Capitão: Eu o farei, meu senhor.

Edmundo: Ao trabalho; e considera-te feliz ao tê-lo executado. Presta atenção – é imediatamente – e executa como está escrito.

Capitão: Não posso puxar carroça, nem pastar aveia seca; mas coisas que homem faz eu faço. (Sai. Fanfarra. Entram Albânia, Goneril, Regana, soldados.)

Albânia: Senhor, mostraste hoje tua linhagem valorosa e foste também guiado pela sorte: fizeste prisioneiros os nossos inimigos na batalha que travamos. Eu os requisito para que sejam tratados de acordo com seus atos e a nossa segurança.

Edmundo: Senhor, achei por bem enviar para a prisão, sob escolta segura, o velho e desditoso Rei, cuja idade, e, ainda mais, seu título, têm um fascínio enorme, capaz de atrair para seu lado o sentimento popular, podendo fazer com que as lanças de nossos soldados se voltem contra nós, que os comandamos. Com ele mandei a Rainha, e pela mesma razão: e amanhã, ou depois disso a qualquer hora, estarão prontos para serem conduzidos aonde quer que decidas que serão julgados.
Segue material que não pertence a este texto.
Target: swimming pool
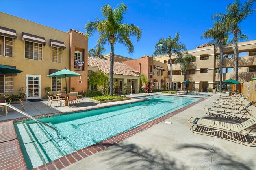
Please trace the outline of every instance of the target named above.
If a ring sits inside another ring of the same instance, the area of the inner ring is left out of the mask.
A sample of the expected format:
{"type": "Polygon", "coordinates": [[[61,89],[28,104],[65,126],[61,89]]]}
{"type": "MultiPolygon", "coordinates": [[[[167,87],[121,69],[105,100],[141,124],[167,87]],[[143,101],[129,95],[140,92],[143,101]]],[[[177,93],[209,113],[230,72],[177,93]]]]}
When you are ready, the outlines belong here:
{"type": "Polygon", "coordinates": [[[182,95],[187,95],[189,96],[210,96],[211,95],[205,95],[204,94],[200,93],[184,93],[182,94],[182,95]]]}
{"type": "Polygon", "coordinates": [[[91,146],[195,102],[200,98],[164,95],[141,97],[147,101],[15,123],[28,169],[91,146]],[[160,109],[161,108],[161,109],[160,109]]]}

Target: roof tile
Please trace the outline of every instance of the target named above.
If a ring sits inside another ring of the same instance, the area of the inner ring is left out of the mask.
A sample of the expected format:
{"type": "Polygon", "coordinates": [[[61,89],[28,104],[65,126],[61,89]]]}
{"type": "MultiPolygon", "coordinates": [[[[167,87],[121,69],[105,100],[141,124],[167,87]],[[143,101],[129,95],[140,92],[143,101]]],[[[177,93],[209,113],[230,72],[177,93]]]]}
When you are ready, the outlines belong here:
{"type": "MultiPolygon", "coordinates": [[[[97,67],[106,74],[110,73],[110,60],[88,56],[88,65],[97,67]]],[[[139,76],[134,73],[139,72],[122,62],[114,61],[114,74],[139,76]]]]}

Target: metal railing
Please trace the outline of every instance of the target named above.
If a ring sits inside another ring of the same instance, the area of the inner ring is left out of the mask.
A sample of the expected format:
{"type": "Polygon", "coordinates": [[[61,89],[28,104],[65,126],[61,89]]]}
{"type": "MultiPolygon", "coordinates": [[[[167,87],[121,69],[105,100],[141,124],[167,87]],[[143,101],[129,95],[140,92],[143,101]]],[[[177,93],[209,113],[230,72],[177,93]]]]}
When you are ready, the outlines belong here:
{"type": "Polygon", "coordinates": [[[35,117],[33,117],[33,116],[31,116],[30,115],[22,111],[21,111],[19,109],[15,108],[15,107],[11,105],[10,104],[8,104],[8,103],[0,103],[0,106],[7,106],[9,107],[9,108],[11,108],[12,109],[13,109],[14,110],[16,110],[16,111],[18,112],[19,112],[21,113],[21,114],[25,115],[27,117],[29,117],[31,119],[32,119],[33,120],[35,121],[36,121],[36,122],[41,123],[41,124],[43,124],[45,126],[46,126],[52,129],[53,129],[55,131],[56,131],[57,132],[57,135],[58,136],[58,137],[59,137],[59,132],[58,131],[58,130],[54,128],[53,127],[52,127],[46,124],[45,123],[44,123],[44,122],[43,122],[42,121],[39,121],[39,120],[35,118],[35,117]]]}
{"type": "Polygon", "coordinates": [[[177,90],[177,91],[176,91],[176,95],[175,96],[175,97],[177,97],[177,94],[178,94],[178,93],[179,93],[179,96],[180,97],[180,89],[178,89],[178,90],[177,90]]]}
{"type": "Polygon", "coordinates": [[[145,88],[141,88],[141,95],[142,95],[142,90],[143,90],[143,89],[144,89],[144,91],[145,91],[147,92],[148,93],[148,94],[150,96],[150,97],[151,97],[151,95],[150,95],[150,94],[149,94],[149,93],[148,93],[148,91],[147,91],[147,90],[146,90],[146,89],[145,89],[145,88]]]}

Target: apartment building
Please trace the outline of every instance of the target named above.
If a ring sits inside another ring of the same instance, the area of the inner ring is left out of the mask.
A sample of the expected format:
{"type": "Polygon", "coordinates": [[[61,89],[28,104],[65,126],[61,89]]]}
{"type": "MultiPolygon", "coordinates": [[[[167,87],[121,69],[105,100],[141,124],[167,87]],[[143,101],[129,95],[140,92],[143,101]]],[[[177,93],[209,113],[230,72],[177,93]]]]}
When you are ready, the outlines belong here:
{"type": "Polygon", "coordinates": [[[68,90],[87,89],[84,33],[64,32],[1,12],[0,18],[0,64],[23,71],[0,75],[0,93],[19,94],[23,89],[27,99],[42,99],[45,88],[50,87],[57,93],[65,86],[65,79],[46,76],[65,68],[82,75],[67,78],[68,90]],[[77,61],[83,64],[78,66],[77,61]]]}
{"type": "MultiPolygon", "coordinates": [[[[234,44],[224,46],[223,48],[223,80],[235,79],[234,61],[233,57],[234,44]]],[[[249,81],[256,77],[256,40],[238,43],[238,81],[241,82],[249,81]]],[[[186,79],[192,82],[182,84],[184,75],[179,64],[174,63],[176,56],[172,56],[173,90],[183,88],[194,90],[196,88],[204,91],[208,87],[217,88],[219,82],[219,48],[214,45],[206,43],[189,50],[189,53],[194,57],[192,64],[186,70],[186,79]],[[185,86],[185,87],[184,86],[185,86]]],[[[154,58],[156,60],[167,64],[170,70],[170,60],[167,55],[158,56],[154,58]]],[[[170,71],[168,75],[170,76],[170,71]]]]}
{"type": "Polygon", "coordinates": [[[149,79],[149,84],[143,85],[148,91],[151,92],[154,89],[168,90],[169,80],[167,64],[153,60],[148,55],[123,62],[138,71],[140,75],[145,74],[149,79]]]}

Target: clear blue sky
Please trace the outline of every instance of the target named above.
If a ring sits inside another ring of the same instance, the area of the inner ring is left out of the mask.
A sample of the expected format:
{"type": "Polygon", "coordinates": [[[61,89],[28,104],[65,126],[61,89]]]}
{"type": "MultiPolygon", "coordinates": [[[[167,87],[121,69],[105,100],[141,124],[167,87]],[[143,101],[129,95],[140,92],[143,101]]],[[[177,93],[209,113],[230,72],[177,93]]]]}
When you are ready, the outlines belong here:
{"type": "MultiPolygon", "coordinates": [[[[130,55],[125,46],[118,44],[115,46],[115,53],[138,58],[151,55],[160,38],[173,37],[177,31],[181,35],[180,41],[188,50],[208,42],[210,40],[200,37],[212,27],[211,16],[216,13],[225,13],[227,5],[234,0],[0,0],[0,11],[65,32],[72,29],[84,32],[88,21],[96,20],[97,17],[103,19],[102,6],[109,4],[114,8],[122,2],[128,7],[124,23],[135,24],[143,33],[138,42],[135,37],[131,37],[135,48],[133,54],[130,55]]],[[[256,4],[253,8],[256,9],[256,4]]],[[[256,12],[241,24],[248,40],[256,40],[256,12]]],[[[88,49],[96,44],[98,36],[96,33],[89,38],[88,49]]],[[[105,53],[110,53],[110,46],[107,44],[104,47],[105,53]]]]}

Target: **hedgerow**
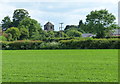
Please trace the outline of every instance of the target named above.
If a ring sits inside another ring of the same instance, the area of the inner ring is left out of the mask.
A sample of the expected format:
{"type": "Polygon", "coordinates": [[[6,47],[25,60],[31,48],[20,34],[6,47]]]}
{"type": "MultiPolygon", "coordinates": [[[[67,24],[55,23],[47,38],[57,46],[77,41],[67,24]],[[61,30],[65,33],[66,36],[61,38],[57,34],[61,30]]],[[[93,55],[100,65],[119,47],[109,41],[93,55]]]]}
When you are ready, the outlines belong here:
{"type": "Polygon", "coordinates": [[[13,41],[2,42],[3,50],[29,49],[120,49],[119,39],[71,39],[58,42],[13,41]]]}

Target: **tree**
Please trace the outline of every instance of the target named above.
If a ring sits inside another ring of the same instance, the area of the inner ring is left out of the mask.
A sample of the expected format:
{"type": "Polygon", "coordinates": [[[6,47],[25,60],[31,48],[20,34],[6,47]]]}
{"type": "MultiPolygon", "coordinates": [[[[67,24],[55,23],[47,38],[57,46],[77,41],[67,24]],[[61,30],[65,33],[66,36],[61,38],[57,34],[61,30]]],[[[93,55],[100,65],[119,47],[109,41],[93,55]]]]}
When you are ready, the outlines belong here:
{"type": "Polygon", "coordinates": [[[66,34],[69,37],[81,37],[82,36],[82,33],[77,30],[69,30],[68,32],[66,32],[66,34]]]}
{"type": "Polygon", "coordinates": [[[30,17],[27,10],[24,9],[16,9],[13,13],[13,24],[14,27],[18,27],[20,21],[24,18],[30,17]]]}
{"type": "Polygon", "coordinates": [[[67,25],[64,30],[65,30],[65,31],[68,31],[68,30],[71,30],[71,29],[77,30],[78,27],[77,27],[76,25],[67,25]]]}
{"type": "Polygon", "coordinates": [[[12,22],[10,20],[10,17],[9,16],[4,17],[4,19],[2,20],[2,30],[7,30],[11,26],[12,22]]]}
{"type": "Polygon", "coordinates": [[[111,30],[109,26],[114,24],[114,20],[116,19],[115,16],[106,9],[91,11],[86,17],[86,23],[89,28],[88,31],[96,33],[99,38],[106,36],[106,33],[111,30]]]}
{"type": "Polygon", "coordinates": [[[12,36],[13,40],[17,40],[20,37],[20,31],[16,27],[7,29],[6,33],[11,34],[10,36],[12,36]]]}
{"type": "Polygon", "coordinates": [[[21,35],[20,35],[21,40],[28,39],[29,32],[28,32],[28,30],[26,28],[24,28],[24,27],[20,28],[20,33],[21,33],[21,35]]]}
{"type": "Polygon", "coordinates": [[[24,27],[28,30],[29,32],[29,38],[32,37],[32,35],[35,34],[35,32],[41,32],[42,28],[40,26],[40,24],[31,18],[25,18],[24,20],[22,20],[20,22],[20,24],[18,25],[18,28],[24,27]]]}
{"type": "Polygon", "coordinates": [[[82,20],[80,20],[80,21],[79,21],[78,28],[80,28],[82,24],[83,24],[83,21],[82,21],[82,20]]]}

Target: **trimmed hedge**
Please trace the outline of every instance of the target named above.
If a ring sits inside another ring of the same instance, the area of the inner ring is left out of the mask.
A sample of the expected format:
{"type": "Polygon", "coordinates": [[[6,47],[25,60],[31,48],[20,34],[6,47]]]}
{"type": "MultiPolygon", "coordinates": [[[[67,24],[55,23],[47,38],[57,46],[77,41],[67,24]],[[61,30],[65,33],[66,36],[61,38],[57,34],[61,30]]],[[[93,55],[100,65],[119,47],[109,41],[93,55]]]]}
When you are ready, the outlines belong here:
{"type": "Polygon", "coordinates": [[[119,39],[77,39],[60,40],[59,42],[15,41],[2,42],[3,50],[29,49],[120,49],[119,39]]]}
{"type": "Polygon", "coordinates": [[[15,42],[2,42],[3,50],[29,50],[39,49],[42,41],[15,41],[15,42]]]}
{"type": "Polygon", "coordinates": [[[118,39],[62,40],[63,49],[120,49],[118,39]]]}

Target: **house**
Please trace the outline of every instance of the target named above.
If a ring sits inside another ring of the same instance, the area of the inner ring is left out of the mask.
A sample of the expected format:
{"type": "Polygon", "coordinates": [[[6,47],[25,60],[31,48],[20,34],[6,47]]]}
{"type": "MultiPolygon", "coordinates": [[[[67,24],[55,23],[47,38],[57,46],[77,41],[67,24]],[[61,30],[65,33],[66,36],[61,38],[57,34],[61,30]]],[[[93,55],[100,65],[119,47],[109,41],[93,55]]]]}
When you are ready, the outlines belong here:
{"type": "Polygon", "coordinates": [[[54,25],[51,22],[47,22],[44,25],[44,30],[46,30],[46,31],[54,31],[54,25]]]}

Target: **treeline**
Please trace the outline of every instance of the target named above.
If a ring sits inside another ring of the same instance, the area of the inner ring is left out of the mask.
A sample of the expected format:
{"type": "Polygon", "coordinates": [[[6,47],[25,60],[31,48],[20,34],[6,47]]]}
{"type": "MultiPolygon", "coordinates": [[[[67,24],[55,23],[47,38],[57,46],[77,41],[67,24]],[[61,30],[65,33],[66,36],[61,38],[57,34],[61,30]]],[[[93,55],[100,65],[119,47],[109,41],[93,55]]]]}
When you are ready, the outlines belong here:
{"type": "Polygon", "coordinates": [[[115,16],[108,10],[91,11],[86,22],[78,25],[67,25],[63,31],[44,31],[41,24],[29,16],[27,10],[16,9],[12,19],[9,16],[2,20],[3,40],[45,40],[49,38],[82,37],[82,33],[92,33],[96,38],[111,37],[113,29],[120,28],[115,24],[115,16]]]}

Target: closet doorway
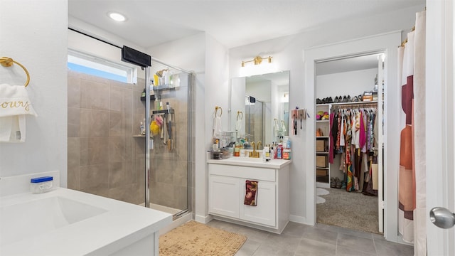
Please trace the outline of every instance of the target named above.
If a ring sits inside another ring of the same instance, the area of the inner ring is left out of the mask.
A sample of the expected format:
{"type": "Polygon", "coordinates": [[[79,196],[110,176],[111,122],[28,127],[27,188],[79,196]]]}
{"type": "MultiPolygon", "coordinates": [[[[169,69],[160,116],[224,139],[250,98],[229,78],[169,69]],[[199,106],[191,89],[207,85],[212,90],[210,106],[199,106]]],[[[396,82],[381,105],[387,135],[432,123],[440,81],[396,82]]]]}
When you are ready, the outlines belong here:
{"type": "Polygon", "coordinates": [[[316,63],[316,223],[383,232],[384,58],[375,52],[316,63]]]}

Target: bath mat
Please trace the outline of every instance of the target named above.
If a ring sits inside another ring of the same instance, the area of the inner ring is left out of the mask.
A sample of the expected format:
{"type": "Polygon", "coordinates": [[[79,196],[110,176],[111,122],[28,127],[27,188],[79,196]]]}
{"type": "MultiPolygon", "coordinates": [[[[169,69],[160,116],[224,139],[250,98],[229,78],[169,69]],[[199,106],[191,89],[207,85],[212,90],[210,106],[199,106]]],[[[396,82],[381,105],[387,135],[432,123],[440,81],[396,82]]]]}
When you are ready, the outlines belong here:
{"type": "Polygon", "coordinates": [[[324,195],[328,195],[329,192],[328,191],[323,189],[323,188],[316,188],[316,196],[324,196],[324,195]]]}
{"type": "Polygon", "coordinates": [[[160,256],[234,255],[247,238],[189,221],[159,237],[160,256]]]}

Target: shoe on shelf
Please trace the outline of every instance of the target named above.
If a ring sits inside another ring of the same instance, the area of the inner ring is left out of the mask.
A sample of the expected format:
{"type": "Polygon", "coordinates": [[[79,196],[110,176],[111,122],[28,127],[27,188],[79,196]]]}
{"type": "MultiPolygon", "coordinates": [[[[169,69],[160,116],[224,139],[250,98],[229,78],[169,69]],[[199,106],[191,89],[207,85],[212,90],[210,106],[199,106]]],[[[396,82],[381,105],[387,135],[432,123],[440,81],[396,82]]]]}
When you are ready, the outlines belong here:
{"type": "Polygon", "coordinates": [[[336,188],[341,188],[341,181],[338,177],[335,178],[335,186],[336,188]]]}

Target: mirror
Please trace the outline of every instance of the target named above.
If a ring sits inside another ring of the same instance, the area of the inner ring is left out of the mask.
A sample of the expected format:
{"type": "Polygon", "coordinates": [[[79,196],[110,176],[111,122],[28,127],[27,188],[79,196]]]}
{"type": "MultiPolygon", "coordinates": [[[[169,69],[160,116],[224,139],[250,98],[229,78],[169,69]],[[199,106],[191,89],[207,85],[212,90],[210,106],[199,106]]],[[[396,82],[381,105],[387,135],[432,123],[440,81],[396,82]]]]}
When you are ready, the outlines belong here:
{"type": "Polygon", "coordinates": [[[231,130],[250,142],[279,142],[289,134],[289,70],[232,78],[231,130]]]}

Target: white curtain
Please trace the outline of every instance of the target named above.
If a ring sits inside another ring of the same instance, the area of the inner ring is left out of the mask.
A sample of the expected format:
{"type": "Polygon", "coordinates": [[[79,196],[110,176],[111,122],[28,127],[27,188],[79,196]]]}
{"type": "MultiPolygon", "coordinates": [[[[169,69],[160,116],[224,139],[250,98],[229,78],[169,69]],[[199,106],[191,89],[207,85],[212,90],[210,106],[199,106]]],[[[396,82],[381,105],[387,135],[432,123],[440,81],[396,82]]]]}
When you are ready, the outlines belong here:
{"type": "Polygon", "coordinates": [[[414,255],[426,255],[425,11],[416,14],[415,30],[399,47],[398,58],[403,110],[398,228],[405,241],[414,242],[414,255]]]}
{"type": "Polygon", "coordinates": [[[427,255],[425,161],[425,11],[417,13],[414,46],[414,152],[415,166],[415,210],[414,210],[414,254],[427,255]]]}

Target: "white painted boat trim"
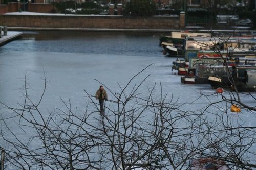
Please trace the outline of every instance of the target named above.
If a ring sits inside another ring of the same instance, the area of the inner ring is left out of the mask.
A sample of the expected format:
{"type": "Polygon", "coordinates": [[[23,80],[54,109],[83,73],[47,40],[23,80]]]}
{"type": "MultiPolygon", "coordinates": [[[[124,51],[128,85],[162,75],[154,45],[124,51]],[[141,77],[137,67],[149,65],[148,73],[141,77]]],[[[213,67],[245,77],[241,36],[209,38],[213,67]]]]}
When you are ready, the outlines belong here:
{"type": "Polygon", "coordinates": [[[218,77],[213,77],[213,76],[209,76],[209,78],[208,78],[208,80],[213,81],[215,82],[221,82],[221,78],[219,78],[218,77]]]}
No momento ainda estamos empapados de suor e sangue: o amigo perdeu o amigo; e as batalhas mais justas, no calor do combate, são amaldiçoadas por aqueles que sofrem sua violência. O julgamento de Cordélia e de seu pai exige um local mais adequado.

Albânia: Senhor, se me permite, nesta guerra eu o considero apenas um subordinado, não um irmão.

Regana: É exatamente esse o título com que desejamos agraciá-lo. Parece-me que deverias perguntar minha opinião antes de levares tão longe tuas palavras. Ele conduziu as nossas forças, assumiu minha autoridade e representou minha pessoa. O que desde logo lhe dá o direito de se levantar e se dizer teu irmão.

Goneril: Modera o teu ardor! Os seus méritos próprios o elevam mais do que o título que lhe dás.

Regana: Investido por mim nos meus direitos ele se iguala aos mais nobres.